The fresh conditions were given Wednesday in Port Harcourt, when members of the Ogoni Oil and Gas Production Committee, led by Prof. Ben Naanen of the University of Port Harcourt (UNIPORT), submitted their report to the President of the Movement for the Survival of the Ogoni People (MOSOP), Legborsi Pyagbara, and other Ogoni stakeholders.
Members of the strategic committee were inaugurated by MOSOP president on December 5, 2017.
The Anglo/Dutch oil giant, Shell Petroleum Development Company of Nigeria Limited (SPDC), was sent packing from Ogoniland in April 1993, while the renowned environmentalist, Ken Saro-Wiwa, and eight other Ogoni activists were hanged at Port Harcourt Prisons on November 10, 1995, during the regime of the late Gen. Sani Abacha.
Ogoniland has twelve oilfields in Oil Mining Lease (OML) 11. The oilfields, before the crisis, were producing 185,000 barrels of crude oil per day.
The Ogoni committee said: “The prospective oil company shall cede to the Ogoni community 15 per cent of its own share of the equity in the Ogoni oilfields (oil and gas). The proceeds of the Ogoni equity shall be used for the development of Ogoni. The proceeds from the Ogoni equity shall be paid to trust funds. The central trust shall be governed by a Board of Trustees (BoT) or governing council, comprising men and women of proven integrity.
“The ongoing Ogoni struggle is primarily motivated, among others, by environmental degradation resulting from the unsustainable exploitation of the oil and gas resources in Ogoni by International Oil Companies (IOCs) and the exclusion of Ogoni from the benefits of the petroleum resources taken from their land.
“Global trends and local dynamics tend to decisively favour a negotiated resumption of oil production in Ogoni. Ogoni Oil Company can be floated, but it will be operated as a public business entity. Ogoni people may also decide to settle for any of the existing oil companies with international technical track records, which should be companies that are sensitive to social issues, human rights, environmental concerns and can be held accountable through their home governments.
“Many indigenous oil companies are fraught with grave risks, especially financial and technical weaknesses to successfully operate the assets, as well as corporate integrity deficit, which can affect the ability to honour any agreement reached with Ogoni people.
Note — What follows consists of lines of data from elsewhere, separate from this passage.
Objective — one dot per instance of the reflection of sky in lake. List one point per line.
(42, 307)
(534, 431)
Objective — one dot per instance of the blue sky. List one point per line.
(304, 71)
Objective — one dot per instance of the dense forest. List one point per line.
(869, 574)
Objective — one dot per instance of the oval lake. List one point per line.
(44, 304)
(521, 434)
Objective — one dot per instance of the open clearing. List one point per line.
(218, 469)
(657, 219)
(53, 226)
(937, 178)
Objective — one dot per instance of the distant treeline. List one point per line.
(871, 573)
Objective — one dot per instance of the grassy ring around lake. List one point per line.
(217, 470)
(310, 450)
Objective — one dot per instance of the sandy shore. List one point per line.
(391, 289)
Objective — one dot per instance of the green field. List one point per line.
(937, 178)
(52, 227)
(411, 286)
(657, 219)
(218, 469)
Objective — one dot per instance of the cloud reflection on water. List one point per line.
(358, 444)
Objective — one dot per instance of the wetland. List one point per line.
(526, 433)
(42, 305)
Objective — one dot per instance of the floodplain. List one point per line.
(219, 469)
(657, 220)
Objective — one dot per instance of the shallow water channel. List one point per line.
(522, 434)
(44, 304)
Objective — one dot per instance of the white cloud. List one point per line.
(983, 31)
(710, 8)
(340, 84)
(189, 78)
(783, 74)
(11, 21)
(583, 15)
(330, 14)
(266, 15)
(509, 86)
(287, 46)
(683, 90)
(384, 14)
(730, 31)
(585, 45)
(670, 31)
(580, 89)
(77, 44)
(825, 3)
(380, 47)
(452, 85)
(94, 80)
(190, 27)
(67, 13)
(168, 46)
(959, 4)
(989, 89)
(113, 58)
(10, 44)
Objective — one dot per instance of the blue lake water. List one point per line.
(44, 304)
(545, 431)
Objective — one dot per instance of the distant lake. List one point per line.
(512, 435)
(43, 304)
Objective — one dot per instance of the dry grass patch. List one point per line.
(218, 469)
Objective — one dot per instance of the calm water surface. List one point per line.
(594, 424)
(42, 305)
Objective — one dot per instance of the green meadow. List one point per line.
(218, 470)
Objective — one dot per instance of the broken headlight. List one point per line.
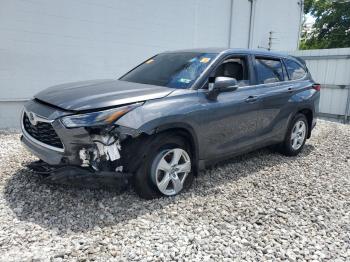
(98, 118)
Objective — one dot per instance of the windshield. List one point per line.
(176, 70)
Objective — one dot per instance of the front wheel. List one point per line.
(167, 169)
(296, 136)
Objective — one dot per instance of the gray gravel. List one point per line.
(260, 206)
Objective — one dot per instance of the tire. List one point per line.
(289, 146)
(148, 176)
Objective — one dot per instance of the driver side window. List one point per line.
(233, 67)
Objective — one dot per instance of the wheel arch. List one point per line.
(307, 112)
(187, 133)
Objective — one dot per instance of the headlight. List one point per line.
(98, 118)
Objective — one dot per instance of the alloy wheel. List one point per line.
(298, 134)
(170, 169)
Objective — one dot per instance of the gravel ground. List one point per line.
(260, 206)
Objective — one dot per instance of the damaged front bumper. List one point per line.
(77, 176)
(86, 153)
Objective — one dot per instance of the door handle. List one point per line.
(251, 99)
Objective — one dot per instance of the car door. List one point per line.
(274, 92)
(228, 123)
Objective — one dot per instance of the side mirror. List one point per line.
(222, 84)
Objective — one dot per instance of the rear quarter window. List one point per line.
(295, 70)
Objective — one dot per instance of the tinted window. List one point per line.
(177, 70)
(295, 70)
(269, 71)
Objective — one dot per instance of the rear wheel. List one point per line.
(296, 136)
(167, 169)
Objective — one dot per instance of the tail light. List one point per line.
(317, 87)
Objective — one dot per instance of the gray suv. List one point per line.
(171, 116)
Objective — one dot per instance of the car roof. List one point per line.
(218, 50)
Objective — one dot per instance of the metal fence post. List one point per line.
(347, 107)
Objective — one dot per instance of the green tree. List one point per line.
(332, 25)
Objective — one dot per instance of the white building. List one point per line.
(43, 43)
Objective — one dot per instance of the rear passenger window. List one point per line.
(269, 71)
(295, 70)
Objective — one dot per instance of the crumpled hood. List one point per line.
(94, 94)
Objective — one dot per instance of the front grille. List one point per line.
(43, 132)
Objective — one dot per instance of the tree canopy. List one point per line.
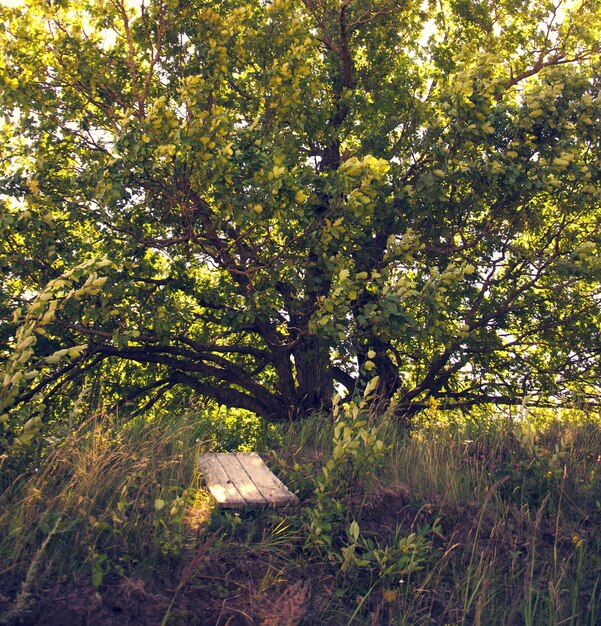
(267, 201)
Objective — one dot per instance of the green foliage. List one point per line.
(355, 448)
(293, 194)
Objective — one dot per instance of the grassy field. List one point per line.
(486, 519)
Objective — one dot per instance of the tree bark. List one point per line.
(315, 381)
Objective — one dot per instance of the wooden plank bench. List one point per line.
(241, 479)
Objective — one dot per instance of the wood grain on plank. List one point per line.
(270, 486)
(243, 479)
(219, 483)
(239, 476)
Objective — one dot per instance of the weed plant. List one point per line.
(466, 519)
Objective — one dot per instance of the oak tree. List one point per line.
(268, 201)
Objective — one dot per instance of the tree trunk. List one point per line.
(315, 382)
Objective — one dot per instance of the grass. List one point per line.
(481, 519)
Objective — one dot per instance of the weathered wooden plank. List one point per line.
(243, 479)
(239, 476)
(270, 486)
(219, 483)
In their desperation to take over the oilfields, the companies can accept any condition and make flamboyant promises. The issue is the integrity to honour the agreement.”
MOSOP president, after receiving the report, hailed the members of the committee for the good job they did, while the stakeholders adopted the report and agreed to take final decisions in a week, in order to move Ogoni forward.